Но едва это старомодное небо стало темнеть, как в Петровском парке начались необыкновенные дела. Он наполнился светом автомобильных фар, хлопаньем винных пробок. Мы обнаружили, что парк полон кутчлами и дамами, приехавшими сюда из города, чтоб повеселиться в разбросанных меж деревьев ресторанах.
– Иолды! – со злобой ворчал Степиков –
– Запомни это, Степиков, – говорил я, – во время Парижской коммуны буржуазия вела себя так же подло.
Мы решили обыскивать публику и отбирать оружие. Оказалось, что это совсем не трудно. Весельчаки охотно поднимали руки и без грусти расставались с Револьверами. Некоторые спрашивали:
Скажите: что это за стрельба в последние дни на Улицах?
С одного автомобиля заявили:
– Делаете революцию? Пож-жалуйста. Только, пожалуйста, не мешайте нам гулять.
Интонации мне показались знакомыми. Я вгляделся. Так и есть, Гуревич! Его обольстительная улыбка. Его рябины, распутство и элегантность.
– Сережка, – воскликнул он, – ты все еще ходишь в большевиках?
Рядом с ним дамы и офицер.
– Ваш документ! – сказал Степиков.
Гуревич захохотал.
И – обратясь ко мне:
– Хороша компания!
Потом, кивнув в сторону Степикова:
– Люблю тебя, моя комета, но не люблю твои длинный хвост.
– Это мой друг, – сказал я сердито.
– А все-таки, – Гуревич хитро подмигнул, – признайся, ты все-таки не можешь сойтись с ним до конца. Не тот компот. Интеллигенту нужен интеллигент. Вот как я с поручиком. – И он захохотал, хлопнув офицера по плечу.

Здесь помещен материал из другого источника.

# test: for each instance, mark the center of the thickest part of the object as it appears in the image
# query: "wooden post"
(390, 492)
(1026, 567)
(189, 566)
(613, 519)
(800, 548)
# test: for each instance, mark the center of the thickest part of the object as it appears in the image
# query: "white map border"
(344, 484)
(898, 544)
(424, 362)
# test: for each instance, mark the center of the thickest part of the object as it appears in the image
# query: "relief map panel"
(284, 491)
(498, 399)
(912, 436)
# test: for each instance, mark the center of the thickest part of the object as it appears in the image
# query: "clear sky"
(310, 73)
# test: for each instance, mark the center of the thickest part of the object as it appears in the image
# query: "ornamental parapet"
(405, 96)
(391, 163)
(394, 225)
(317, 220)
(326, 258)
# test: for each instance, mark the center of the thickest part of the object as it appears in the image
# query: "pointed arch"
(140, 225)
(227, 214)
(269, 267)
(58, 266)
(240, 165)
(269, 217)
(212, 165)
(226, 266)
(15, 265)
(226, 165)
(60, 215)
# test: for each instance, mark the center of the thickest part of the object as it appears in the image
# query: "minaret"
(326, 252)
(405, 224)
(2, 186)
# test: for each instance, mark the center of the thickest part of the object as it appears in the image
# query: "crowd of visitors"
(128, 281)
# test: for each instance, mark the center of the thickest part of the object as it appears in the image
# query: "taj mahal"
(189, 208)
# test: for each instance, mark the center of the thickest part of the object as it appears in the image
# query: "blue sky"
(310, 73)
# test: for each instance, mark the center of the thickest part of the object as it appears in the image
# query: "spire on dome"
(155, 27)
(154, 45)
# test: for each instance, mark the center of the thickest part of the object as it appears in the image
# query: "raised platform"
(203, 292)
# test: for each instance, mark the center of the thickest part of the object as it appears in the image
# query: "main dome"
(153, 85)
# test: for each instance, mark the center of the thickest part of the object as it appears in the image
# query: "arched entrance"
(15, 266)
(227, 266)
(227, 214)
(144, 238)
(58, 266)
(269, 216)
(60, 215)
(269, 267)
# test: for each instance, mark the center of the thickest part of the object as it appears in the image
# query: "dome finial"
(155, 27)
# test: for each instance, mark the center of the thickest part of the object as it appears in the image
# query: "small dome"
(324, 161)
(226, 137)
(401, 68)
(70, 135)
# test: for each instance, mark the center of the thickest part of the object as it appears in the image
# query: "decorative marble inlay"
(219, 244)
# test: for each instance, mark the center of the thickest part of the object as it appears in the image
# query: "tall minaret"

Степиков тем временем громко прочел, глядя в документ офицера:
– «Поручик Третьяков…» А, старый знакомый! – вскричал Степиков. – А ну, вылазь-ка сюда, вылазь на волю, мы с Ивановым тебя давно дожидаем!
Третьяков вышел из автомобиля. Он узнал нас. Он бледен.
– Я – эсер, – говорит он дрожащими губами.
– Эсер? – говорит Степиков. – А ну-ка, посмотрим, как скрозь эсера проходит пуля!
И он с силой ударяет Третьякова по лицу.
– Становись к дереву, – кричит он, – мордой сюда! Сережка, слушай мою команду! По шкуродеру с колена пальба…
Женщины поднимают визг. Гуревич кричит:
– Сережа, не делай этого! Во имя нашей дружбы! Не будь убийцей!
– Аркадий, – говорю я, – отпустим Третьякова. Ну его к черту!
– Как к черту? – говорит Степиков. – Ты уже забыл все? Ты, может быть, забыл, как он мордовал Бегичко?
– Не стоит мараться, ну его к черту! – говорю я.
–
Еще наклепают на нас, что мы бандиты.
Степиков смотрит на меня.
– Только ради тебя, – говорит он, – чтоб уважить твоих знакомых, я его выпущу.
Он галантно раскланивается с дамами. Третьяков, перебирая лаковыми сапожками, быстро семенит к машине. Степиков вздыхает.
– Сережа, – говорит он, делая пригласительный жест, – дай ему раз в морду. Я тебя прошу. Ну, уважь меня.
– Ну его к черту, – говорю я, отворачиваясь.
Третьяков растягивается в машине. Дамы утешают его. Перегнувшись через борт автомобиля, Гуревич жмет мне руку.
– Спасибо, – говорит он, – между нами говоря, ему не мешало побить морду. Он шулер, он меня вчера обставил тысяч на пять.